The embodiment of courage that turns what seems to be tragic and often times normal into something bearing a striking resemblance to silver linings is echoed in the musical experience created by Montshodaw. His undaunted lyrics and production style brings a freshness to the homogeneous artistic atmosphere in the current arena of hip-hop. Like a scientist observing tissue cultures under a microscope to determine the causal agent of beneficial or infectious growth. Examining sectors of everyday human culture and exposing actions, thought forms, and ideas that hinder us from growing to greatness is not an uncommon phenomenon in his artistry. Alternatively and definitely not of less value, his music celebrates the richness of life through relationships.
His work is one of a dynamic terrain. In compositions like “Sunny Day” and “I’m a Rise,” he advocates that success is in our own hands and that happiness is obtainable within our own being, despite anything else. While portraits of an urban existence revealing thoughts implanted in our minds and accepted without examination of its value that keeps us from transcending pain, egotism, arrogance, and materialism are on display in songs like “Rancid” and “What Dey Say.” He shares his conviction of the importance for creating social harmony via building and maintaining intimate relationships, appreciating the inner beauty of women, and admiring the sacred intermingling of feminine and masculine energies in the songs entitled “Bust Dat Down, Black Rose, and Juke joint.”

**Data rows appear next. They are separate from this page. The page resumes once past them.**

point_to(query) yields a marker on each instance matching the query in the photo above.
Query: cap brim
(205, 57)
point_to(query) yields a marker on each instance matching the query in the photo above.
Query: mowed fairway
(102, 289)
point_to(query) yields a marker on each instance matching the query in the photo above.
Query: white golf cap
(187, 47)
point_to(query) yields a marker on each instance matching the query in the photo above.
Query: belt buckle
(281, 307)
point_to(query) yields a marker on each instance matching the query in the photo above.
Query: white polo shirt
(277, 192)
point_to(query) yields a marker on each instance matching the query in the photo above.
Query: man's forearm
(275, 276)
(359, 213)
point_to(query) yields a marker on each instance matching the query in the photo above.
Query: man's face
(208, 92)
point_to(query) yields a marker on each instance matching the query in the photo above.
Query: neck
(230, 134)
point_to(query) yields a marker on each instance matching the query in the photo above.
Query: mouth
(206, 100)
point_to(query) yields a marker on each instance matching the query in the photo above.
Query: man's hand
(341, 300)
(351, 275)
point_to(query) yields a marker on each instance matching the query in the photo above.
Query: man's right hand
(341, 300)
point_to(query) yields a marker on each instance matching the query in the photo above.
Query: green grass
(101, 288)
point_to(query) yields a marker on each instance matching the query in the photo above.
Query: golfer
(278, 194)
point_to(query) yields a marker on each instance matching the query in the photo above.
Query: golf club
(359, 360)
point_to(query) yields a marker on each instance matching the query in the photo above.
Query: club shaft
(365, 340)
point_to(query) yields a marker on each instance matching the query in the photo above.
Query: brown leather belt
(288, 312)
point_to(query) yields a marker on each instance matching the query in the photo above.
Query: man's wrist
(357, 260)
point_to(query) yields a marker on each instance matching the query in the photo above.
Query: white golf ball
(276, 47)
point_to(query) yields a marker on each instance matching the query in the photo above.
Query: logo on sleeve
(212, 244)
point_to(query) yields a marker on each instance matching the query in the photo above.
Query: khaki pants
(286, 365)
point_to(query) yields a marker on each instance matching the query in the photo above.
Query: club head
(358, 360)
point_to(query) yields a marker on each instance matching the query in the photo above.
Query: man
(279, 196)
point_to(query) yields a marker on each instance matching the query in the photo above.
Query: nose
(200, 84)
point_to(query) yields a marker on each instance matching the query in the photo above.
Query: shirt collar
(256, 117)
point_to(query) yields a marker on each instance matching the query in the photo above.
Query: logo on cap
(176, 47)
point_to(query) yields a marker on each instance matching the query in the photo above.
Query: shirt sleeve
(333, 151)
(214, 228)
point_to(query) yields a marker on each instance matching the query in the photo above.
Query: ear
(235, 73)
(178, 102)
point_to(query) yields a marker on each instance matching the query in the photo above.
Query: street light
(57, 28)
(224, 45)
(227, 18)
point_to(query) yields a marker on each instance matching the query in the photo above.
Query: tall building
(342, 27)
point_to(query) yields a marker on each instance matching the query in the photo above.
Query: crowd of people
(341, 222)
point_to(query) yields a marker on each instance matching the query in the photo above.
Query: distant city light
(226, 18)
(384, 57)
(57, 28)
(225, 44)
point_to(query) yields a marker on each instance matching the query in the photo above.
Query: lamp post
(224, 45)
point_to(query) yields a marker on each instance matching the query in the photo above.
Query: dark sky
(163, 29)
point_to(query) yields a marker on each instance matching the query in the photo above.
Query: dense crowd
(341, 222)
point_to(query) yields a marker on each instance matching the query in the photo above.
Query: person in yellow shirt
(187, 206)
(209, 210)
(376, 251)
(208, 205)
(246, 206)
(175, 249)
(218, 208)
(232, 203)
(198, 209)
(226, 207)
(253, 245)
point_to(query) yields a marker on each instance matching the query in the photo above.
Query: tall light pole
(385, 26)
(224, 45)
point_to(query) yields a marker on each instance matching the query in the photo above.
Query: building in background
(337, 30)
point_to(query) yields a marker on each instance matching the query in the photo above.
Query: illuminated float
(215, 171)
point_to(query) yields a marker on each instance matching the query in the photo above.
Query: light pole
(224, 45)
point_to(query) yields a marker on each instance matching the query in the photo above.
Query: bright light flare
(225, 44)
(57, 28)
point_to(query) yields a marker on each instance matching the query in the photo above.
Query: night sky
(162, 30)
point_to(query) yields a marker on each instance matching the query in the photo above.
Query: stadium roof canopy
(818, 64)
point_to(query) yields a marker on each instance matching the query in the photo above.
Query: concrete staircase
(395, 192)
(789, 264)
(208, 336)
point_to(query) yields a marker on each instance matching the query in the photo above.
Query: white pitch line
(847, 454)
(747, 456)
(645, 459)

On the other hand in the song “I Cain’t Believe” he details an all too familiar family circumstance where signs of wrongdoing are disregarded. Family members are neglected, which allows continued abuse and sometimes the loss of life. Indulging in illegitimate pleasures is often what creates such social-ills. These pleasures are expounded on in a quasi-griot fashion in the song entitled “Da Truth.”
The aim of Montshodaw’s current work is to provide the listener with the understanding that we are not impotent and at the mercy of ill thoughts, feelings, or negative societal activities. He urges us to see that we have the freedom to choose a way of action that uplifts. His music points us in that direction.